# JAVA FERN FROM PETCO



## lamthuyduong

I bought a live java fern from a petstore called Petco and I'm not really sure if it's a real aquatic plant or not. The java fern came in a long, round, plastic container and on the bottom of the container was a jello-like substance. It was sold on the shelf with other plants. The plants were not in an aquarium. On the package, it was not called java fern, but rather tropica fern. Although the latin name is microsorium pteropus. The company that produced the so called tropica fern is Complete Aquatic Systems (this information was on the back of the package) Will this java fern live? Has anyone bought this type of java fern from this company before?


----------



## Raul-7

Don't worry the plant will live. This is just the way the company packages the plant to ensure it doesn't dry out and die. I remember someone buying the exact same thing a while ago and he was very happy with it. 

Try searching for the name it might come up...


----------



## scitz

Be very careful about the other plants that are sold in those things. Only 3 or 4 of the species they sell like that are 'true aquatic' plants. Many of the swords are 'bog' species. I believe the only ones they sell like that that will do well in an aquarium long term were the Tropica Fern (aka Java Fern), Amazon Sword (not brasil or Borneo, those 2 will just die in 2 months or so), and Wisteria (though i think they called it something else) though there may be some more, those are what i can recall off the top of my head.

Also, due to the drier nature of the packaging and that it is hung on a shelf with no lighting besides whatever hits it from our MH ceiling lights, these things have a very high mortality rate, so check them out carefully before you pick one up.

As a petco employee, I can also say that they are going to phase out their live plants that we get that arent in those prepackaged things :evil: 

Although the only live plants we get are Anubias azureas (sp? large smooth leaved anubias) your basic amazon swords, H polysperma, a crypt every once in a blue moon, a bunch of bog plants like draconia, and bunches of elodea and wisteria.

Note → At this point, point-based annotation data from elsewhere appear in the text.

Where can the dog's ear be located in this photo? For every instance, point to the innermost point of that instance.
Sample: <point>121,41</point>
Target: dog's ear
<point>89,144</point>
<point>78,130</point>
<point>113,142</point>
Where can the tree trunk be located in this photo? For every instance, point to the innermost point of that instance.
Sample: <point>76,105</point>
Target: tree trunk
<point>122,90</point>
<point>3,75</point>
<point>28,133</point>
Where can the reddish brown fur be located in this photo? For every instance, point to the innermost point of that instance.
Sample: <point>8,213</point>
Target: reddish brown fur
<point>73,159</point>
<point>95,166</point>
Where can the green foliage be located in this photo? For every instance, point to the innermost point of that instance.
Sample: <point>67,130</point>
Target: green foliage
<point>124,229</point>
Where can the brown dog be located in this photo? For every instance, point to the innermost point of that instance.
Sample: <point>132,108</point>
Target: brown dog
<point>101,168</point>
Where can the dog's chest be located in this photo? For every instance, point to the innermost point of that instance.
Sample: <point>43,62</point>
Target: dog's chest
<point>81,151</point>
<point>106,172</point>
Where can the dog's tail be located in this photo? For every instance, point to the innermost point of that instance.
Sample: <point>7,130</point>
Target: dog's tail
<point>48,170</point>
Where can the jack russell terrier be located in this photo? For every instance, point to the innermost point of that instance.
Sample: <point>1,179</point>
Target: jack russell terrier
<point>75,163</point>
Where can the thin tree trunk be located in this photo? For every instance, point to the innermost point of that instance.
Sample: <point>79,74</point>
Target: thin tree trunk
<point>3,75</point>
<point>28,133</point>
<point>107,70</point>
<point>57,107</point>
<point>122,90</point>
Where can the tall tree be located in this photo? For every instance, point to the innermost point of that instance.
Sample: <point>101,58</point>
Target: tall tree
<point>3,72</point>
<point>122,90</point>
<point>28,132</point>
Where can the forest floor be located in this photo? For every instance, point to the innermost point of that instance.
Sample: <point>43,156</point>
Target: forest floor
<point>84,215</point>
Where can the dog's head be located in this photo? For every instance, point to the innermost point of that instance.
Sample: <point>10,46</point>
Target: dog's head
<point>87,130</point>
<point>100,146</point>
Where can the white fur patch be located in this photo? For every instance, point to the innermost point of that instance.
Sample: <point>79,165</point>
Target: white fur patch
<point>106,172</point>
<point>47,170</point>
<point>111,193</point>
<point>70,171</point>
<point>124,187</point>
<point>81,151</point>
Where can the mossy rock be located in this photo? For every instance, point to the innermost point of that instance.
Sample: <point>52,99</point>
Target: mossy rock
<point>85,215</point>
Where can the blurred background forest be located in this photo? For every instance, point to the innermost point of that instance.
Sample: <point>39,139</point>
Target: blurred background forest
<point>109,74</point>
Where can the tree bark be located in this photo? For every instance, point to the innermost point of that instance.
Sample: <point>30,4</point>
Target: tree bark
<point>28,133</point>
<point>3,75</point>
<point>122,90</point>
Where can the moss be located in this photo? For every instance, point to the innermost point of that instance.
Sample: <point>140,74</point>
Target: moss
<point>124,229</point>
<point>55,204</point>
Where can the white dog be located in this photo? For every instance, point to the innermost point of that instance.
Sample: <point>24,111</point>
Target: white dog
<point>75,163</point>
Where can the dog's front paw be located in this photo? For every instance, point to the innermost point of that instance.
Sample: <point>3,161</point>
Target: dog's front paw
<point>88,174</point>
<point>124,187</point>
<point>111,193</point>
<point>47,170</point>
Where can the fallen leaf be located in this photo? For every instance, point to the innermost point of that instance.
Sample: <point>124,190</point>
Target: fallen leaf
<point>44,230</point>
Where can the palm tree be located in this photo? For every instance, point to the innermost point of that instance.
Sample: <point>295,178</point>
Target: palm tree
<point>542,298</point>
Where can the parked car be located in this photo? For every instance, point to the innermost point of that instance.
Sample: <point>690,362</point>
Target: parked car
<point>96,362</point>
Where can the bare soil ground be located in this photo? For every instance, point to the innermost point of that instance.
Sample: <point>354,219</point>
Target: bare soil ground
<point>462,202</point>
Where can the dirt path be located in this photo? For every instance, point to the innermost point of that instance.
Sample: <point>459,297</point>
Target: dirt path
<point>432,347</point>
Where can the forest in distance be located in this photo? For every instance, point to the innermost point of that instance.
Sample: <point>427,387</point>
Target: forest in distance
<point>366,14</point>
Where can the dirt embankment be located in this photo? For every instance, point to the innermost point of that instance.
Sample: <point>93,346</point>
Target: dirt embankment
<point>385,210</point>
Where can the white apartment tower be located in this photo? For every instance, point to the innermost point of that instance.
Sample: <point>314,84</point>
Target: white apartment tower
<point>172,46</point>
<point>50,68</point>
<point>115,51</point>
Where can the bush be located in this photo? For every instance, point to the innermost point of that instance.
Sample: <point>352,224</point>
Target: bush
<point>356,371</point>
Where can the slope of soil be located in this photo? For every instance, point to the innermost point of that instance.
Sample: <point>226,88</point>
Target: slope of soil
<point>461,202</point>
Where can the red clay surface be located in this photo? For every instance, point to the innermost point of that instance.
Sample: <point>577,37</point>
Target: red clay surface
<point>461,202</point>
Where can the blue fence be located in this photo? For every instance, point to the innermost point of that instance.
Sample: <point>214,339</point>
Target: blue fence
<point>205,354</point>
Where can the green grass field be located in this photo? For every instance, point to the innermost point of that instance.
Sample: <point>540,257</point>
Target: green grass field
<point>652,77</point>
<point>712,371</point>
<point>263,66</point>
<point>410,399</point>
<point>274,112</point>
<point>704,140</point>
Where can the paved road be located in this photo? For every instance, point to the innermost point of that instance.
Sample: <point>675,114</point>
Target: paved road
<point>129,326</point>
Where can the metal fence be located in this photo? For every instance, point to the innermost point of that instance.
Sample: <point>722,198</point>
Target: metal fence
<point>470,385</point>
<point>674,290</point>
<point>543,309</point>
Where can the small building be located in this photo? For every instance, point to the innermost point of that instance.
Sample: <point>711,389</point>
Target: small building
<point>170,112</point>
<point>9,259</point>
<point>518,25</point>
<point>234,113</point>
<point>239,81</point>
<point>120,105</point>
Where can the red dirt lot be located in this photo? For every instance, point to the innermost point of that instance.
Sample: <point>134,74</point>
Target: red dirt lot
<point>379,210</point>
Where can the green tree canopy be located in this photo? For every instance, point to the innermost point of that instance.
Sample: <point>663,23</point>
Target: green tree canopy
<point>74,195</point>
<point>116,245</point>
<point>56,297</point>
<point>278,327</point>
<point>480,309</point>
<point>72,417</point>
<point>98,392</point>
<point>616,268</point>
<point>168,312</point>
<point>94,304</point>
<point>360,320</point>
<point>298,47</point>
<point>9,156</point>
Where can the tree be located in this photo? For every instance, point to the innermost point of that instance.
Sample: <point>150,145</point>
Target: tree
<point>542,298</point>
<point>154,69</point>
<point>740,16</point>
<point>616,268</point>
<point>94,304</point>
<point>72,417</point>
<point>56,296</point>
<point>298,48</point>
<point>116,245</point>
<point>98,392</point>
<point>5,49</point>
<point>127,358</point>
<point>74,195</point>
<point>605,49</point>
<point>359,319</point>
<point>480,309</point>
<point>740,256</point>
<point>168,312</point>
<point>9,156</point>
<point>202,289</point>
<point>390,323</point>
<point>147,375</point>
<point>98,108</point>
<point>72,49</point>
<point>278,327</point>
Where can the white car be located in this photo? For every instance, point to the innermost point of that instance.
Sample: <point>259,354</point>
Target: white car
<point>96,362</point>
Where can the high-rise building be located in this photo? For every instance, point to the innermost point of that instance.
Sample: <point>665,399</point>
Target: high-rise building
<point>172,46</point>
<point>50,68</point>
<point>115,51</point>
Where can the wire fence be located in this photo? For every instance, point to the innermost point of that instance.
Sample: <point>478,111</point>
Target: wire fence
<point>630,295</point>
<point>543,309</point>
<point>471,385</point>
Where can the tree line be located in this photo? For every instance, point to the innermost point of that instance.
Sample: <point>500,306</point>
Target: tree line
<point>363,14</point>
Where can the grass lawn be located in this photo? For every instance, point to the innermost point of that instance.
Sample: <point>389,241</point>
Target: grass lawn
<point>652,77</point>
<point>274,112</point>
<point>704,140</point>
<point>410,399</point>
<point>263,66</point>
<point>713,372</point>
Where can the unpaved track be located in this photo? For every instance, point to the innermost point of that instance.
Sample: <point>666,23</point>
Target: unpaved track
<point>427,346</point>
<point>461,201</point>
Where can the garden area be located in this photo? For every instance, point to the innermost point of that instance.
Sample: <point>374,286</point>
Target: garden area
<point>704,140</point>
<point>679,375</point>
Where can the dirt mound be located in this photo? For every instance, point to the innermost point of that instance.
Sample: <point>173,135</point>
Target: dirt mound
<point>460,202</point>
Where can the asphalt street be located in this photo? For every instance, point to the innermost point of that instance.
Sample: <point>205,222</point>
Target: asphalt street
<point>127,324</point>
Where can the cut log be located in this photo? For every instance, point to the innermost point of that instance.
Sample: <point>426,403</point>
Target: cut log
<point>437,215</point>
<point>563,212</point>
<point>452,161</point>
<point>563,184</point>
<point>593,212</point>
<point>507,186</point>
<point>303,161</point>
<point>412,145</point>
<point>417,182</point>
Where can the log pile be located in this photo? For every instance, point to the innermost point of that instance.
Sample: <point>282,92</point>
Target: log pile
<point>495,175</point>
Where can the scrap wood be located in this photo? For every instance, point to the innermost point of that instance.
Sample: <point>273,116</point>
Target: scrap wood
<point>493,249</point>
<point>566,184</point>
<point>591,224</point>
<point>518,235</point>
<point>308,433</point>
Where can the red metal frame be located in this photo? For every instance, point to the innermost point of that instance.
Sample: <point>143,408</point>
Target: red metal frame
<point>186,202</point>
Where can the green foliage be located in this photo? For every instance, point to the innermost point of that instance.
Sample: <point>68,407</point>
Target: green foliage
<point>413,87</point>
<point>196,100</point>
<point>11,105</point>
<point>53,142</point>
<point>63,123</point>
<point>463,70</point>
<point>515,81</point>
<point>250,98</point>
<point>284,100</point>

I have been in contact with several higher ups about this issue, so we will see what becomes of it. Most likely nothing.


----------



## Sir_BlackhOle

Yeah the Petco here has a very poor selection of live (or barely live) plants for sale. Its dissapointing because they just opened it here a few months back and I was hoping they would have more.


----------



## daddyo72

I've used the "cylinder plants" and they work just fine for me. One thing I notice about petsmart, petco is they often don't know what the've got. In reference to fish, plants what have you. Do some searching and you may get a real deal.


----------